Brand new Lucid electric cars are parked outside a Lucid Studio showroom in San Francisco on May 24, 2024.
Justin Sullivan | Getty Images
DETROIT – Lucide Group failed to meet Wall Street’s expectations for a second straight quarter as the all-electric vehicle maker continues to resolve issues surrounding the launch of its new flagship SUV, Gravity.
The company, for a second consecutive quarter, also reduced its annual production forecast to around 18,000 vehicles, compared to a previous forecast of between 18,000 and 20,000 units. Its initial goal for this year was 20,000 units. It also cut its lowest capital spending target by $100 million, to between $1 billion and $1.2 billion.

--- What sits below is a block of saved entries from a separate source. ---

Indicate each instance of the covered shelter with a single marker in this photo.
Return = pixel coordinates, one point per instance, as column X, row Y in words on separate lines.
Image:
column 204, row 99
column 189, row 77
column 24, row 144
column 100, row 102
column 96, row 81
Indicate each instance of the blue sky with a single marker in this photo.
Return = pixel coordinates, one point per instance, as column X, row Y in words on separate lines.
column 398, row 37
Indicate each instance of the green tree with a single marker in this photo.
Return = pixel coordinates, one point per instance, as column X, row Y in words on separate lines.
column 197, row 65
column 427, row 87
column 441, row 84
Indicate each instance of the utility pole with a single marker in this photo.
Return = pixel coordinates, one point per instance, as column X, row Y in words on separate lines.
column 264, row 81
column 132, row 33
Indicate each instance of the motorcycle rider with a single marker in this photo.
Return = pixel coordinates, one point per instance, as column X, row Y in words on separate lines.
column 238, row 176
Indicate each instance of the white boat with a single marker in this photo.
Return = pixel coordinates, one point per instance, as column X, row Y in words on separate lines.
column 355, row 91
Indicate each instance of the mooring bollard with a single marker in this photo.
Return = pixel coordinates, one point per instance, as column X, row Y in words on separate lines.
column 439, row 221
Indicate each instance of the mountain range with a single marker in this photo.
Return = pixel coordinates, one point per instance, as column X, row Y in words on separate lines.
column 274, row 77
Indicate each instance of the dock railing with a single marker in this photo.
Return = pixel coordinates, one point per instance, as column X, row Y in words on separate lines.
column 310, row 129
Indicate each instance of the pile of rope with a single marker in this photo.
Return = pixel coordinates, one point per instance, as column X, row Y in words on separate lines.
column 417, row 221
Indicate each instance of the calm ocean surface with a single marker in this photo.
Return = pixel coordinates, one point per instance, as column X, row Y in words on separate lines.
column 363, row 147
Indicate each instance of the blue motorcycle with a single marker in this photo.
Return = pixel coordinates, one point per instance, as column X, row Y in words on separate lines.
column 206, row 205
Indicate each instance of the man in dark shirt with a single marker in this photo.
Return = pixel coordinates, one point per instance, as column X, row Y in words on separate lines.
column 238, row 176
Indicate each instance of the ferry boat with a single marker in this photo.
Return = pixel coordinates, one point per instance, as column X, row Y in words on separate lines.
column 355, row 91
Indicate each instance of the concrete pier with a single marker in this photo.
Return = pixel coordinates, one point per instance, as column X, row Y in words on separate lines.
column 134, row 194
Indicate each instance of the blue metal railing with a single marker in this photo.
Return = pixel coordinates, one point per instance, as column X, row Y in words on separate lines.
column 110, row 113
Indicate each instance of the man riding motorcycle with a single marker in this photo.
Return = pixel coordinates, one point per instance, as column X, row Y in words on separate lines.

Here’s the company’s third-quarter performance, compared to average estimates compiled by LSEG:
- Loss per share: $2.65 adjusted versus expected loss of $2.27
- Income: $336.6 million versus $379.1 million expected
Lucid reported a net loss for the quarter of $978.4 million, or $3.31 per share, compared to a net loss of $992.5 million, or $4.09 per share, for the same period last year. Taking into account one-time items, including restructuring, the company lost $2.65 per share.
Its quarterly revenue rose about 68% from $200 million a year earlier, while its adjusted earnings before interest, taxes, depreciation and amortization widened 17% year over year.
The company’s adjusted earnings before interest, taxes, depreciation and amortization represented a loss of $717.7 million, compared with an expected loss of $597.4 million, according to estimates compiled by StreetAccount. This loss widened by 17% from one year to the next. Its quarterly revenue rose about 68% from $200 million a year earlier.
Its quarterly revenue rose about 68% from $200 million a year earlier.
In addition to reporting third-quarter results, Lucid said it has agreed to increase the $750 million deferred draw term credit facility to approximately $2 billion with the Public Investment Fund of Saudi Arabia, the company’s largest shareholder.
The company reported total liquidity of $5.5 billion to end the quarter, including the undrawn credit line. Its cash and cash equivalents remained roughly flat compared to the end of last year, at $1.6 billion.
Lucid also said it continues to evaluate financing and liquidity options outside of PIF as it launches its Gravity SUV and develops an upcoming mid-size vehicle, which is not expected to begin production until at least the end of next year.
An autonomous robotaxi from Uber’s partnership with Lucid and autonomous vehicle startup Nuro.
Courtesy of: Nick Twork | Lucid
Regarding Gravity, Marc Winterhoff, Lucid’s interim CEO, said the company “remains intensely focused on ramping up production and resolving significant supply chain disruptions impacting the entire industry.”
During the company’s latest quarterly results in August, Winterhoff admitted there were problems with Gravity, saying the company planned to significantly increase production in the second half of the year.
The financial results come about a month after Lucid reported third-quarter vehicle deliveries of 4,078 units, which was up from a year earlier but also fell slightly short of Wall Street expectations.
Lucid has made several partnership announcements this year. In July, it signed a $300 million deal with Uber that saw the ride-hailing platform acquire and deploy more than 20,000 Lucid Gravity SUVs over the next six years, which will be equipped with the startup Nuro’s autonomous vehicle technology. More recently, it announced an expanded partnership with Nvidia for autonomous vehicle technologies.
Lucid’s results contrast sharply with those of another pure-EV company Rivian Automobilewhich reported third-quarter earnings and revenue Tuesday that beat Wall Street expectations and sent the stock price soaring in Wednesday’s intraday trading.
Rivian shares — after near-record gains Wednesday — are up about 16% in 2025, while Lucid remains down more than 40%, including a 1-for-10 reverse stock split this summer.